Professor Mohamed Cheriet is currently Professor of Computer and Electrical Engineering at the University of Concordia. He has published extensively on the subjects of pattern and character recognition, and machine intelligence.

Professor Nawwaf Kharma has been an assistant professor for the Department of Electrical and Computer Engineering at Concordia University since 2000.

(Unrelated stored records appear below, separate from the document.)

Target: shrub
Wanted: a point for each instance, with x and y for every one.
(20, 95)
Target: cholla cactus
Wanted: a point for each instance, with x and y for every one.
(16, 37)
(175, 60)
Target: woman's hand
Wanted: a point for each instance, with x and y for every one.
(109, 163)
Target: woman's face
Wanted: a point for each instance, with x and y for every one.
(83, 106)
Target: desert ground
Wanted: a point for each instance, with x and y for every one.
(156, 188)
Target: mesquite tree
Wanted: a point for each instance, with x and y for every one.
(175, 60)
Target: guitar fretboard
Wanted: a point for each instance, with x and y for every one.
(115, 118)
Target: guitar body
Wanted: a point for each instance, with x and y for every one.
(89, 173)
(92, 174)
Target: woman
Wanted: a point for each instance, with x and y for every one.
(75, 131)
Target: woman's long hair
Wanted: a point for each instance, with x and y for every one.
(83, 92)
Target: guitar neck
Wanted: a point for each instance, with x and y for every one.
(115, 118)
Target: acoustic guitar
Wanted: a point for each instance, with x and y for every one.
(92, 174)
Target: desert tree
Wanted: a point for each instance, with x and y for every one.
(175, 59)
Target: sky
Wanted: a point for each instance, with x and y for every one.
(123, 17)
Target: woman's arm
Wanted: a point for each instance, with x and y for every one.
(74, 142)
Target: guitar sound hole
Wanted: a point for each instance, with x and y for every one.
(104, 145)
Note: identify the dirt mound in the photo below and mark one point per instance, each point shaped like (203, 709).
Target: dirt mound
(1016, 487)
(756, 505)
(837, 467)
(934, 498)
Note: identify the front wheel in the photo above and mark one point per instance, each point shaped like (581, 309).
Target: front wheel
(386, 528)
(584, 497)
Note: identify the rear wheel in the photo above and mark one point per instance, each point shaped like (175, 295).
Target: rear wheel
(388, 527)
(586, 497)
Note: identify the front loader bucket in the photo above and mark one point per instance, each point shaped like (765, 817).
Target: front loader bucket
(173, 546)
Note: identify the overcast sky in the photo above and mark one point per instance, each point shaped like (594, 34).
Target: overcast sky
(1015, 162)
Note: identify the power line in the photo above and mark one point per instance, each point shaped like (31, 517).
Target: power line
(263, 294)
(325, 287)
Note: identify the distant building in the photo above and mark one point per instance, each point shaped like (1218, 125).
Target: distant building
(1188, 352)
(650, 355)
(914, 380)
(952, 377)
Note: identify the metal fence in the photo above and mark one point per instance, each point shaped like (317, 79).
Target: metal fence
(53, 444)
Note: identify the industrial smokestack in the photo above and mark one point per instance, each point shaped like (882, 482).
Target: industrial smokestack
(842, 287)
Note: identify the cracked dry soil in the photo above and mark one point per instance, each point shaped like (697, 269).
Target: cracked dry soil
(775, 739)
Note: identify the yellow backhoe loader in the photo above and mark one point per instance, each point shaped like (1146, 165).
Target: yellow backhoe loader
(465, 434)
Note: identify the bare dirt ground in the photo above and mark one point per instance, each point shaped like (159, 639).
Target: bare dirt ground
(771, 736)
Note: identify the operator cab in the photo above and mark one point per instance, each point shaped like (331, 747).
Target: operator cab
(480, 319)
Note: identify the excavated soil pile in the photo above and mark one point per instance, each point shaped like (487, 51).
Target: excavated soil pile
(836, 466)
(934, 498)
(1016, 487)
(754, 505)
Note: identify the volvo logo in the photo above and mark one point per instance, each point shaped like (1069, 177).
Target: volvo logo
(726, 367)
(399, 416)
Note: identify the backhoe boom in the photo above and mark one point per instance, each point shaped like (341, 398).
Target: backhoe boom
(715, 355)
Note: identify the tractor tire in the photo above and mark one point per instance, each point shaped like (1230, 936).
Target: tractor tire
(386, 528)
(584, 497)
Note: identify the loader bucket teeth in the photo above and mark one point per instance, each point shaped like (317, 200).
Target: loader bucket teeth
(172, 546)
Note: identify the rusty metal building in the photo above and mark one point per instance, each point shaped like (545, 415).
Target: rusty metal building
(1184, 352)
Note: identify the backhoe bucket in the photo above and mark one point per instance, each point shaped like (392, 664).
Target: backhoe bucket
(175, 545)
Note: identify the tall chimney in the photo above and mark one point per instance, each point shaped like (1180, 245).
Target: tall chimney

Dr. Cheng-Lin Liu worked for Hitachi until the beginning of 2005, and then joined the Institute of Automation at the Chinese Academy of Sciences in Beijing. He is also a member of the IEEE.

Professor Ching Suen is Director for the Center for Pattern Recognition, working under the fields of artificial intelligence, human-computer communications, and pattern recognition.